The ‘cloud-native’ architecture of the last decade is built on a 20-year-old assumption: that state lives in the database, and compute is stateless. If you want to scale, you scale the database vertically (get a larger machine) [1][1] or design the database schema around partition the data and you scale your application servers horizontally (add more boxes). Any request can hit any server, the loadbalancer doesn’t care, and the database is the single source of truth.

LLMs and agents are quietly violating this assumption, and making this architecture increasingly hard to work with. Not all at once, but in three subtle ways:
- Long running work: an agent doing a 10 minute task isn’t a ‘request’, it’s a long-running async process.
- Stateful compute: an agent might run multiple turns of a conversation, might process multiple tool calls, and relies on accumulated context. That state is not really ‘database state’, it’s the agents memory.
- Bi-directional interaction: the user wants to watch the agent think, to interrupt it and redirect it.
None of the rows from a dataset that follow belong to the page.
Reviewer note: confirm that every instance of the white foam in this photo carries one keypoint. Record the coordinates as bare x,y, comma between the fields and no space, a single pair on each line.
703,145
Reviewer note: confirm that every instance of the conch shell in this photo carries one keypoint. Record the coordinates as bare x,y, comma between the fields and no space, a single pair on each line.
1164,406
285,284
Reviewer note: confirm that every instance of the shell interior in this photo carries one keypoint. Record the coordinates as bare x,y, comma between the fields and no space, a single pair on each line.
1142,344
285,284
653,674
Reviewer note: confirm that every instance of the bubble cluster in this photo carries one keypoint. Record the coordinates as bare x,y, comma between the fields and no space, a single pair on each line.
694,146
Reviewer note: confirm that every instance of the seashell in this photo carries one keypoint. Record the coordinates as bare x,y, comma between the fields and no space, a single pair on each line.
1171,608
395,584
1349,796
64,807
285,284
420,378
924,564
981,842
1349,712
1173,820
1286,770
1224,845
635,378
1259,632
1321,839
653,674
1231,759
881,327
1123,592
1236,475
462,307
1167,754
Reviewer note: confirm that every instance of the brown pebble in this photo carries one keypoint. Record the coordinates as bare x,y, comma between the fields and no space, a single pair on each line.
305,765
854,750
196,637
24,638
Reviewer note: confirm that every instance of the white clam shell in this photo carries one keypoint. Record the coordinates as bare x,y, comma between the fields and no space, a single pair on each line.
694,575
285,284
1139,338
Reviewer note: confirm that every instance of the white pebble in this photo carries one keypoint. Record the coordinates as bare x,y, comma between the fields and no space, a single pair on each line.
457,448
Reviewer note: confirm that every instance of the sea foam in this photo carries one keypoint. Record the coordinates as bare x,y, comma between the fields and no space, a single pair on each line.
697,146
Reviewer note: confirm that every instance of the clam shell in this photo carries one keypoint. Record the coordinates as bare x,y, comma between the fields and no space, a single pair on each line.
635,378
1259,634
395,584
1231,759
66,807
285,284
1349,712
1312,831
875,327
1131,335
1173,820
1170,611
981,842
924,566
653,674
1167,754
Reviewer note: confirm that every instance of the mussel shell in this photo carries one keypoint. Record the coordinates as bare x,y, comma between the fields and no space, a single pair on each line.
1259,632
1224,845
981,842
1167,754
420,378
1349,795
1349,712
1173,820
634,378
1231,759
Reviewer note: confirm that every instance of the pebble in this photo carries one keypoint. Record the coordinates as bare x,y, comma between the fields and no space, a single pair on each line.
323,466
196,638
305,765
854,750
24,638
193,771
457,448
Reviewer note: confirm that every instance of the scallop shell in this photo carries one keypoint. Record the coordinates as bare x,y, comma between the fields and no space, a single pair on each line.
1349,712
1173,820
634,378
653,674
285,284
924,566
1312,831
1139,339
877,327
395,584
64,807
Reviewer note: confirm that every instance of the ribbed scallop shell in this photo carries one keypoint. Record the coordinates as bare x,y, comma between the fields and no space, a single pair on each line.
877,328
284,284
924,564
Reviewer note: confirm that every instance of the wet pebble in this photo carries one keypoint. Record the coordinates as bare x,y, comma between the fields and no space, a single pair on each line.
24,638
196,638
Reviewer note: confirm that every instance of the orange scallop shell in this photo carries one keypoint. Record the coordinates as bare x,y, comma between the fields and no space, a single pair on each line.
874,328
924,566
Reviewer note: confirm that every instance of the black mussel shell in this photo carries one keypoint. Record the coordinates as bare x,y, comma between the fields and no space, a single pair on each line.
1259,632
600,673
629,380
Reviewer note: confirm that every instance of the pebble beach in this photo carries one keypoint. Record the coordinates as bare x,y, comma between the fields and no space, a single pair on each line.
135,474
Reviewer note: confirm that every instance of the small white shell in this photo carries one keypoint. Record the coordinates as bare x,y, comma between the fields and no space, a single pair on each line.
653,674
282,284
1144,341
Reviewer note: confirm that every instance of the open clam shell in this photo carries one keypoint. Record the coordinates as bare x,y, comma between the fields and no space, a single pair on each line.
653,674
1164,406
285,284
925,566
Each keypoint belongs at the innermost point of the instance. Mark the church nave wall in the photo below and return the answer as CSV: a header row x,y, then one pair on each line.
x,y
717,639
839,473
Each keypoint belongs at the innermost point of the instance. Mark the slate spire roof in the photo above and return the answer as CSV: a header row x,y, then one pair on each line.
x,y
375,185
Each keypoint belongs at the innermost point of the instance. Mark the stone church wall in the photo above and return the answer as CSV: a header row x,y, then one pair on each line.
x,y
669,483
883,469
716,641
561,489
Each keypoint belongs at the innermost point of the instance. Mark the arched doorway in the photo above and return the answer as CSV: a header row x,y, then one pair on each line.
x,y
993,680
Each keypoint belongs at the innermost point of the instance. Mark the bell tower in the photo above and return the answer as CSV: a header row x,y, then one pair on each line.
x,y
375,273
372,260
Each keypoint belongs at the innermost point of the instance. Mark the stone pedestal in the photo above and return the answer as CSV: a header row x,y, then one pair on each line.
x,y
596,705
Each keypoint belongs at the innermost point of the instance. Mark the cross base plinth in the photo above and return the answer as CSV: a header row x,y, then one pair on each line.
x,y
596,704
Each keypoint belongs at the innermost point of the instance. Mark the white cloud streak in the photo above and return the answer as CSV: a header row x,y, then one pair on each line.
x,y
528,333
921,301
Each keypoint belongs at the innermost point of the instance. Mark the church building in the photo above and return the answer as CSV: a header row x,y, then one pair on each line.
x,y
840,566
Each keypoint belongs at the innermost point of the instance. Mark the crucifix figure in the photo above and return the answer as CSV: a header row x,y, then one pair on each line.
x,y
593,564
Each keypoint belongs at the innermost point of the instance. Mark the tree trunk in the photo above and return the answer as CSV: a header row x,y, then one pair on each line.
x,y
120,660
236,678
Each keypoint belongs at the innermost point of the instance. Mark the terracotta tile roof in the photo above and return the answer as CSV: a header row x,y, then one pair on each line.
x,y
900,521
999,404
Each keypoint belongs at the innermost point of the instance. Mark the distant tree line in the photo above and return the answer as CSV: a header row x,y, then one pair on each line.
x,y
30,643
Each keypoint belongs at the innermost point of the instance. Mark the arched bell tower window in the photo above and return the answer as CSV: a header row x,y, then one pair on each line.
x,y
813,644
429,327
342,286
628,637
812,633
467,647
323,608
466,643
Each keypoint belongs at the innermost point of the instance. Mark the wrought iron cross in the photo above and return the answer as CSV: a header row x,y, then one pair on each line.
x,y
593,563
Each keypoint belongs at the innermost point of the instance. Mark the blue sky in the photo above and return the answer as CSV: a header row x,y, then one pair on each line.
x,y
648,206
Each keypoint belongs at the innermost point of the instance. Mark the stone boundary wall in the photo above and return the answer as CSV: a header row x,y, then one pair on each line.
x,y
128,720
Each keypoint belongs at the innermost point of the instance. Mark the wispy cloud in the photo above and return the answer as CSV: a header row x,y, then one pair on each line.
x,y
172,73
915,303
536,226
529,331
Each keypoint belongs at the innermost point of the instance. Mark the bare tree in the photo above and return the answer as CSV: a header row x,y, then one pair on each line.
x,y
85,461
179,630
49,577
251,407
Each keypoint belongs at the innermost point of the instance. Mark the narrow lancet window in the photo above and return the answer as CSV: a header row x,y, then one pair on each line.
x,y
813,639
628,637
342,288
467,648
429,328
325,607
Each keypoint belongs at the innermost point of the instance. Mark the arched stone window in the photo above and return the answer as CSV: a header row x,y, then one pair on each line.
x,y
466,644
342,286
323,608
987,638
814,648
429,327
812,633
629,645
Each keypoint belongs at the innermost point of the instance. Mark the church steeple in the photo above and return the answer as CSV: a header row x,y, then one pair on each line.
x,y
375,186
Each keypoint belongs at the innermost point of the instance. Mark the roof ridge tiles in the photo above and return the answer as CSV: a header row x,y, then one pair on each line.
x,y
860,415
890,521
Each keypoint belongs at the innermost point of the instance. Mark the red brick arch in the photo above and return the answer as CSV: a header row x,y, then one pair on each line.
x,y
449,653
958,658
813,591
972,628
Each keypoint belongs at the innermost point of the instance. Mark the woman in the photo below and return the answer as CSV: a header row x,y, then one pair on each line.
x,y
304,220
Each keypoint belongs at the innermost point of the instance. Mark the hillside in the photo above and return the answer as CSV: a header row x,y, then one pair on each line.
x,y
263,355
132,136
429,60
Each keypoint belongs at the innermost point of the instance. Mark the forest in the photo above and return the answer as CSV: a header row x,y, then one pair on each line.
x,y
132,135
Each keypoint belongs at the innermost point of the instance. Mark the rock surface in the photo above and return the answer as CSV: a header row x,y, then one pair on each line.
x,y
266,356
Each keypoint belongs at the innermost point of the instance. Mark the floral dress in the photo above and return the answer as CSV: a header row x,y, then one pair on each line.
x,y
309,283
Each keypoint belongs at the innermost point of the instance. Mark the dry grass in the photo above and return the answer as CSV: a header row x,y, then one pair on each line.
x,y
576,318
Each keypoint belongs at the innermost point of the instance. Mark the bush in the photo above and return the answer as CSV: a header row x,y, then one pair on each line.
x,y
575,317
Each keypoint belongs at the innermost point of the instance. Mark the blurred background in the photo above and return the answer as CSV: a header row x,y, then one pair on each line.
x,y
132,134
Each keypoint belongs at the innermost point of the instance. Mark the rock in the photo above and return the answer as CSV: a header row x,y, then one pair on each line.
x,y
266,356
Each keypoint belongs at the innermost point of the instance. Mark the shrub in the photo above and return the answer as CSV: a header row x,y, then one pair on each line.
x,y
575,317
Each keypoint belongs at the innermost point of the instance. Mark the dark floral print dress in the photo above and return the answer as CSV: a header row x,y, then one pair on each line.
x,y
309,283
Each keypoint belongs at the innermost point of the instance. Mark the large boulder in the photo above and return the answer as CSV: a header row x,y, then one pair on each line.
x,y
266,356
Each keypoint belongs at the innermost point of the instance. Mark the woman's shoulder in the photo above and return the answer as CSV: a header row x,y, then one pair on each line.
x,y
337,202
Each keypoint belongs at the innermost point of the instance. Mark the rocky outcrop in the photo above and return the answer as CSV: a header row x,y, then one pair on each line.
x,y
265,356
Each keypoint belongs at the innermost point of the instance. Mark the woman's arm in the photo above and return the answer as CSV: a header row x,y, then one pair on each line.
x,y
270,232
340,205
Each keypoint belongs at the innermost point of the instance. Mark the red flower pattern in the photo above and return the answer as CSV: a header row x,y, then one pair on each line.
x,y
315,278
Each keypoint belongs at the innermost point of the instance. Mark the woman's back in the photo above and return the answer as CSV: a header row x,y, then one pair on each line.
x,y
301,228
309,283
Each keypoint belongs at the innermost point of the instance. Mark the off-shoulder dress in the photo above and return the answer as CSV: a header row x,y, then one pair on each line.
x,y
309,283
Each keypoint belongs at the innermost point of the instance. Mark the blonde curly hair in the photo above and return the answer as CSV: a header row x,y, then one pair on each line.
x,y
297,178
That’s a conversation with a process, it’s not a query to a stateless API and database.
Durable execution solves part of the problem
Durable execution (Temporal, Inngest, Restate) is the industry’s current answer to the execution part. It makes the process durable and resilient. But we’re still pretending it’s stateless underneath. This works for the execution but doesn’t solve the interaction problem.
So the moment a client wants to talk to a process running in a durable execution framework, you’re back at the same routing problem. And so everyone reverts to polling. Poll a query endpoint to get the latest updates that the durable execution process wrote to a database.
It’s a universal workaround, but it still sucks for all the same reasons that polling sucks; latency choices around how often to poll, database load, wasted requests, terrible UX for streaming.
Ultimately, polling treats your database as a message bus. Which is what folks did before actual message buses existed. Polling is what you do when you can’t figure out how to address the thing you want to talk to. It’s a work around for a routing problem.
There’s a missing routing primitive
The foundational assumption about how we build web services is breaking. We’ve been designing using this architecture for so long that we forgot it’s even a choice. But we’re missing a fundamental routing primitive that HTTP, loadbalancers, and the stateless server design can’t solve.
We want to be able to say; “deliver this message to whoever is producing output for workflow X”. Without needing to know which box, which server replica, which process that is.

Maybe it’s WebSockets?
Looking at the image above, it looks like WebSockets could drop in fairly easily in the box labelled “Routing primitive”. They are a transport that supports a long-running bi-directional connection, and connect a server process to a client.
But WebSockets have a problem: they are a connection, not an address. They solve the routing problem once, by creating a direct connection between client and server. But if that connection drops, the ‘address’ is lost. You can’t reconnect to the same process, because you don’t have an address to route to.
It’s pub/sub channels
Pub/sub channels invert the ownership. Neither the server process, nor the client is addressable. The transport is addressable. Both client and server connect to the pub/sub channel by name, and get bi-directional, stateful communication. The channel is the address, and unlike WebSockets, it’s not a connection. It’s a durable channel that you can disconnect and reconnect to without losing data or the ability to route to the same process.

Durable transport for durable execution
Back on the Temporal example, the durable workflow activity (or step) would connect to a pub/sub channel named after the workflow ID. The client would connect to the same channel to get updates, and send interrupts or steering messages. The workflow would be durable, and the channel would be durable, so even if the workflow process or the client connection dropped, they could reconnect to the same channel and keep talking to each other.
You don’t have to thread data through a database, you don’t have to poll, and you don’t have to worry about not being able to address the durable process that’s actually doing the work.
This isn’t really about LLMs though
LLMs just make this problem more visible. Before, if the connection dropped, the request would be cheap enough to retry and you’d likely be getting a deterministic response. Retries are simpler when you can expect to get the same response to the same request.
But that’s not true for LLMs. LLM responses are not deterministic, and are not cheap. If you’re paying for tokens, you don’t want to waste them because the client went into a train tunnel and the connection dropped. You also don’t want to have to thread every token through your database, just to make it resilient to client connection issues.
By being non-deterministic and expensive, LLMs make the limitations of our current architecture more visible, and make the trade-offs of HTTP + stateless server + loadbalancer + database more painful.
The stateless web isn’t wrong, it’s just not a good design for agentic applications, that want long-running, stateful, interactive processes. We need a new architecture that includes a routing primitive that can address processes, not just databases.
Durable execution + pub/sub + stateless HTTP; each doing it’s own job.